The Maersk/Insurewave story is instructive. Maersk, the biggest container shipper in the world was fed up with the quality of service it received from its brokers and insurers where the transaction was still largely paper based and where confirmation of cover was often received after the voyage was complete! After their demands for improvements fell on deaf ears, they decided to build the next generation cargo insurance platform on the blockchain with Microsoft and Guardtime. Sure, their insurers are involved, but they did’t have any choice!

 

So, what’s at stake here? Certainly not the future of insurance. There will always be demand for products that spread or transfer risk. The capitalist system depends on it. What’s at stake is the ownership of the customer. While insurers continue to provide a last millennium service model falling ever further behind what can or should be done in terms of meeting customer expectations, others will move in and fill the breach.

 

Motor manufacturers will sell insurance to their customers at source using the latest UBI models, Xero and Sage will sell insurance to their SME business users using real time data from their accounting systems, Amazon will sell insurance for high value goods at point of sale and WeWorks rental deposit insurance to their tenants.

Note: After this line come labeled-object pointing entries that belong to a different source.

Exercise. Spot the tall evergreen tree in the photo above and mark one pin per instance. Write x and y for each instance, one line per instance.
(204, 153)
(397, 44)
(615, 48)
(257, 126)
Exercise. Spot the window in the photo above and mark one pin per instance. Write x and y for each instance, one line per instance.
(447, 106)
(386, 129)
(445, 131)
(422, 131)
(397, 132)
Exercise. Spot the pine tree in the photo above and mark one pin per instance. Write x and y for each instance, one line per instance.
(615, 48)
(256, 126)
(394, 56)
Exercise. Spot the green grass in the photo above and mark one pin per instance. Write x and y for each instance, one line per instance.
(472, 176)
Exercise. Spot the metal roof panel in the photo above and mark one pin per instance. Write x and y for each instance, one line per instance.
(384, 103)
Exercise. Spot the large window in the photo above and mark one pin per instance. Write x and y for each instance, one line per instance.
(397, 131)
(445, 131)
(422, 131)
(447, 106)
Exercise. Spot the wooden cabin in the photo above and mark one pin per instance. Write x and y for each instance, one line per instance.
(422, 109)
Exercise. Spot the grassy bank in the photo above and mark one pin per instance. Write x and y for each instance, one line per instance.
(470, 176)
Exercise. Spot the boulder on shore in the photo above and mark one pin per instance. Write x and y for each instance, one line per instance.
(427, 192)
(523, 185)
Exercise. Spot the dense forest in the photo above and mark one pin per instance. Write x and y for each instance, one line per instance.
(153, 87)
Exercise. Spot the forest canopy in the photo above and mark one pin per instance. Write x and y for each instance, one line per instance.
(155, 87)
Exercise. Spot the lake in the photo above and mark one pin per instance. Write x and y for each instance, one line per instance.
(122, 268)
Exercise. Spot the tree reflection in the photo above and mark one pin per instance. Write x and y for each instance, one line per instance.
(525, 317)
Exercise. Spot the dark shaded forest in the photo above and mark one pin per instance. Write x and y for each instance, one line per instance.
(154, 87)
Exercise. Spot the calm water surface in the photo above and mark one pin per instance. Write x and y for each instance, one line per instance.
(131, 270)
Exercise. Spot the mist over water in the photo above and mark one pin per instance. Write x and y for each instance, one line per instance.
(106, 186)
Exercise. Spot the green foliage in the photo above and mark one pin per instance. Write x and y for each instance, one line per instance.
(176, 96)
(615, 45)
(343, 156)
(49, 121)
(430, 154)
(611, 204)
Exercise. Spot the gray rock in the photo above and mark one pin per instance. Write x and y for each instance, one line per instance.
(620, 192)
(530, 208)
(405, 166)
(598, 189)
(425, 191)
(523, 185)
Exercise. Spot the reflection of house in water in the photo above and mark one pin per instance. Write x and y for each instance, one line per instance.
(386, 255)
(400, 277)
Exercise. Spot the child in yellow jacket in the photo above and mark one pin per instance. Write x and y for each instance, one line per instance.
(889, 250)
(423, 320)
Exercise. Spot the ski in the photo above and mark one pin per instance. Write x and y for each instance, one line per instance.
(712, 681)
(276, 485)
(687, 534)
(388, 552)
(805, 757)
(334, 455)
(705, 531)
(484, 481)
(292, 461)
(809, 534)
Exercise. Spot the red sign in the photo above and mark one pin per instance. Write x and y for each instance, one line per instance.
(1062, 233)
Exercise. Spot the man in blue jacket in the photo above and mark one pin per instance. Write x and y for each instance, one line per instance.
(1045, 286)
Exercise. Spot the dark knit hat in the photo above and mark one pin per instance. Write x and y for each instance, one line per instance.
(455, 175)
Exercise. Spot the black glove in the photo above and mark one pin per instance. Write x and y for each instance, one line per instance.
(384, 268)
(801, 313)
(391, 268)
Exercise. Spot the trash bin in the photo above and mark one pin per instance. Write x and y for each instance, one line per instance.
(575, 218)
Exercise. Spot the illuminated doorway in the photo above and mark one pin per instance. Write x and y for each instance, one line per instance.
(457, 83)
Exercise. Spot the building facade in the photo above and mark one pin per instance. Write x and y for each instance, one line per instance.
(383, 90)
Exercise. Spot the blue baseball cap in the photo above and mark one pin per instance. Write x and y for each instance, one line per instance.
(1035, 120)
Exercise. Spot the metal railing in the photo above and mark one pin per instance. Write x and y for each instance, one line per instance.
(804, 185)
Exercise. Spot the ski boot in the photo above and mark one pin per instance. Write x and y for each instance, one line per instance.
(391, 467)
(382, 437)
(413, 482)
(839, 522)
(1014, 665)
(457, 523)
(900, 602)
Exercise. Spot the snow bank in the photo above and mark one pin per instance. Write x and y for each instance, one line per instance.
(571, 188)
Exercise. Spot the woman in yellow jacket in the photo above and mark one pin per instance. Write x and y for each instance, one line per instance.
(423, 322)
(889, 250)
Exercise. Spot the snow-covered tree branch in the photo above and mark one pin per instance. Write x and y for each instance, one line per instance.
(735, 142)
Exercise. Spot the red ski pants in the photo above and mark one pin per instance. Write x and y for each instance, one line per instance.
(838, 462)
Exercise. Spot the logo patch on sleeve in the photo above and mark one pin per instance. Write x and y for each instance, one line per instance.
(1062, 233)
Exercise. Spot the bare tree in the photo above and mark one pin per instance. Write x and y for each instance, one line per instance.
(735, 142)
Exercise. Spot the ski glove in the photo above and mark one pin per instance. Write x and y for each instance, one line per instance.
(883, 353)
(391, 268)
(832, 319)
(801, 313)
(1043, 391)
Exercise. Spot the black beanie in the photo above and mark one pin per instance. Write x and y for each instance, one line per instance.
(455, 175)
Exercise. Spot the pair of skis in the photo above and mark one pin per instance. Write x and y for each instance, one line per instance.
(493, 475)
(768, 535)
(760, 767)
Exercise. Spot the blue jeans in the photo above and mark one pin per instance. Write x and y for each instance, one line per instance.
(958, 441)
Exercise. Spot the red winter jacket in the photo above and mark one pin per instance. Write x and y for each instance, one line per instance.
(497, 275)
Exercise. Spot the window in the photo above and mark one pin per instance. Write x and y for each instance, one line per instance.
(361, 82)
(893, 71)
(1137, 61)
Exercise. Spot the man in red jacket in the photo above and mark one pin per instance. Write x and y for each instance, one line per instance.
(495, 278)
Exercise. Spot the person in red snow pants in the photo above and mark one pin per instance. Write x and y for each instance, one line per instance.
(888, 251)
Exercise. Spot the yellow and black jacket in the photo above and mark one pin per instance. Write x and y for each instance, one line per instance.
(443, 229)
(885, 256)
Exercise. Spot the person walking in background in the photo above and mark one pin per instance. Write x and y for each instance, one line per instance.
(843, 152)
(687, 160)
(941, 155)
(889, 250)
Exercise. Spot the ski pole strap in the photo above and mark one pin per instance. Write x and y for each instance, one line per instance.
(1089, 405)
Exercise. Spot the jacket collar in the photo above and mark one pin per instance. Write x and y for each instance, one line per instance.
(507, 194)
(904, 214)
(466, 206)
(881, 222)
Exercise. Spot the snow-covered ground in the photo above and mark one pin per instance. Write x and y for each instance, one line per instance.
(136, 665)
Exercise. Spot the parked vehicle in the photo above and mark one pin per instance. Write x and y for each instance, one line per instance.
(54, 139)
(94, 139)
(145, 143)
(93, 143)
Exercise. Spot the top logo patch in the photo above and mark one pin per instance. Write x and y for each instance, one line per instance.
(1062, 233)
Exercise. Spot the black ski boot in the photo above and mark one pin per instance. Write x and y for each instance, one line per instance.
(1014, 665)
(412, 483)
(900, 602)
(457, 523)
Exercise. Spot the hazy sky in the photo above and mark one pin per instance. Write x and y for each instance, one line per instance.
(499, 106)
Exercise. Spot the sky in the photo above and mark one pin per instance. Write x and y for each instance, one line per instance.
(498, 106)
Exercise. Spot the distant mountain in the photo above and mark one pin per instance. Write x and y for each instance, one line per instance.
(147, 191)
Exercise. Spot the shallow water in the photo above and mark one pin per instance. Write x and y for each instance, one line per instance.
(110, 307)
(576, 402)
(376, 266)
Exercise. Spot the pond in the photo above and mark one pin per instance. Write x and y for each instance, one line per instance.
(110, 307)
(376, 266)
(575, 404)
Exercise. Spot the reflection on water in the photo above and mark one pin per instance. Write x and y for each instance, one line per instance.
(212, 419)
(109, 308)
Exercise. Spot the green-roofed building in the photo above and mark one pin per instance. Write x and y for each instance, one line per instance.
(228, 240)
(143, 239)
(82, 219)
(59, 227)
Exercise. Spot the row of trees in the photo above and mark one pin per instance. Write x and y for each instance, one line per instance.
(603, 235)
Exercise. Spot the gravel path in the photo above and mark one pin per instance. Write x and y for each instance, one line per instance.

Sure, insurers will probably provide the regulatory risk capital and pricing for each of these products, but the customer relationship and the data that goes with that – the stuff that insurers need to fulfil their role – will be owned by someone else.

 

If I’m right, then unless the insurance industry pulls its collective finger out pretty soon it will be left to provide only the role that no-one else wants! The highly regulated, capital intensive, commodity bit that requires scale and will be increasingly threatened by other smarter more nimble sources of capital.

 

To make matters worse, after a couple of cosy years of “partnership” between innovators and incumbents, disruption is once again in the air because it’s becoming clear that insurers will not work with InsurTechs to do anything truly disruptive. They just want to adopt InsurTech solutions that help them solve fringe problems around new product development, distribution and pricing.

 

It’s not too late, but as members of Alcoholics Anonymous all know, you have to realise you have a problem and want to fix it before you can sort your self out. On 30th October 2018 we at InsTech London are hosting a debate involving many of the finest minds in InsurTech in London. One of the topics will be “Who Will Own the Future of Insurance.” I for one am greatly looking forward to it.

 

If you’re young and in insurance now and looking for a long and successful career in a customer facing role, might be worth coming along. I think you might get some brilliant insights into where to place your future employment bets. Thanks to disruptive innovations in other sectors, there are lots of new job opportunities out there. Uber driver? Selling records on a market stall? Anyone?